Workload Automation in Kubernetes: Bridging Technology for Modern Container Orchestration

Introduction to Workload Automation and Its Importance for Enterprises

Workload Automation (WLA), or SOAP – System Orchestration and Automation Platform, as leading analysts call this segment, is a core and enterprise-wide function. In large organizations, WLA executes several hundred million individual activities (so-called jobs) annually across the various platforms of the respective corporate IT landscape. Systems like IBM Workload Scheduler (IZWS) centrally manage the definitions of these workflows. The faultless availability of this processing is mission-critical. No business process functions without the support of workload automation.

Containerization Changes the Requirements for IT Automation

Changes in enterprise IT are also shifting and expanding the demands placed on WLA. The containerization of enterprise IT has fundamentally transformed operations in data centers over the past decade. Whether systems are run in the cloud or on-premises has become less relevant.

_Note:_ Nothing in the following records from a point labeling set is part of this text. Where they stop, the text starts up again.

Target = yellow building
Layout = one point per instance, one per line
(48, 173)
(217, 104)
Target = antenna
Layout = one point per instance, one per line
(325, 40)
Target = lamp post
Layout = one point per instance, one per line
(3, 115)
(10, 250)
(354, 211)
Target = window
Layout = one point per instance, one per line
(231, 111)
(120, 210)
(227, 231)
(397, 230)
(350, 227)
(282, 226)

According to a 2024 study by techconsult, around 80 percent of companies are already using container technologies or plan to integrate them into their IT infrastructures in the near future.

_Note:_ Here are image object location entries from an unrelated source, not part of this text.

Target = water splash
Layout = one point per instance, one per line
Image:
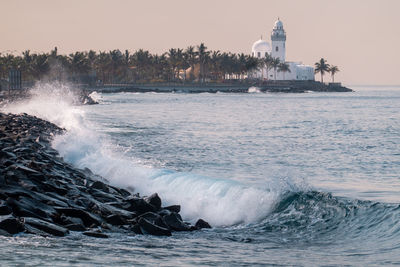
(220, 201)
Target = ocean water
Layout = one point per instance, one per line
(284, 179)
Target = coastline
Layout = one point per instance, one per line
(43, 195)
(242, 87)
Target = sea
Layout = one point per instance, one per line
(310, 179)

Kubernetes as the Dominant Platform for Container Orchestration

Among the platforms, Kubernetes clearly leads in its various forms. WLA systems therefore face the challenge of ensuring that process chains, which traditionally span across systems and platforms, can also run in and on these new container environments. To enable Kubernetes job scheduling via established WLA systems, several challenges must be overcome. Most workload automation platforms, such as the market-leading IBM Workload Scheduler, control their jobs centrally, often from a z/OS mainframe. But how does an execution command reach a Kubernetes worker node from the central scheduler?

A standardized access path to the container environment is needed. Kubernetes provides a service called Ingress, which manages HTTP and HTTPS communication from outside into the cluster. Combined with the Kubernetes system’s APIs, WLA agents can transmit job execution commands to the worker nodes and ultimately into the pods. This is a central aspect of WLA Kubernetes integration.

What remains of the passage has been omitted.